Beware the hash reset attack
There are a variety of message digest algorithms out there,
MD5 being a particularly popular one.
These generate a "message digest" (essentially, a hash)
so you can detect whether
somebody has tampered with a file,
the theory being that it's hard to tamper with a file without
changing its hash.
But make sure you record the file size as well as the digest.
Not that collisions are necessarily easy to create by mistake.
(I've heard a rumor that the deployment team has seen an MD5 collision,
but it's just a rumor. I have no evidence. Heck, maybe what really
happened was that somebody
on the deployment got their MR2 into a car accident...)
Anyway, the possibility of a "reset attack" makes collisions
trivial to create.
Hash generators typically operate on a stream.
The hash engine maintains some state.
The file to be hashed is broken up into chunks, and each chunk
is combined with the engine's state variables in some complex way.
When you have passed all the data through the engine, you push a
button on the engine and out pops the hash value (which is typically
a copy of the state variables, or possibly a subset of them).
Now suppose somebody came up with a way of "resetting" the engine;
that is, returning it to the initial state.
Here's how they can
make any document match your digest:
First, create an alternate message and send it through the hash engine.
Next, generate the bytes necessary to "reset" the engine.
Finally, append the original message.
In other words, the fake file looks like this:
[alternate message][garbage][original message]

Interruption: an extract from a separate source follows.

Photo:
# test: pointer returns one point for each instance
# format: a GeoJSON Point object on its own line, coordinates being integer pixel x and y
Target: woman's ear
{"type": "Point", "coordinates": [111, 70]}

where "garbage" is the reset.
This fake file has the same hash as the original message, since
the "garbage" resets the hash engine to the initial state,
at which point the replay of the original message regenerates the
hash.
Result: A file with the same hash as the original, but with
different content!
In a proper attack, of course, the "alternate message" would be
crafted so the garbage and original mesage would be ignored.
You might end it with a marker that means
"Ignore everything after this point."
(For HTML, you can just say <NOFRAMES> and everything after
that point will be largely ignored by all modern browsers.)
Many other file types
encode the expected file length in the header,
in which case you can append whatever garbage you want without
having any effect.
But if you also store the file size with the hash,
then the reset attack fails, because a reset attack always
generates a file bigger than the original.
To create a collision, they would have to create a shorter
alternate message than the original, and then fiddle with the
extra bytes to get the desired target hash to come out.
This is significantly harder than just resetting.
(I'm not aware of anybody who has successfully
been able to reset MD5, mind you.
This is a protective measure: If somebody figures out how
to reset MD5, a small bit of work on your side will prevent
you from falling victim.)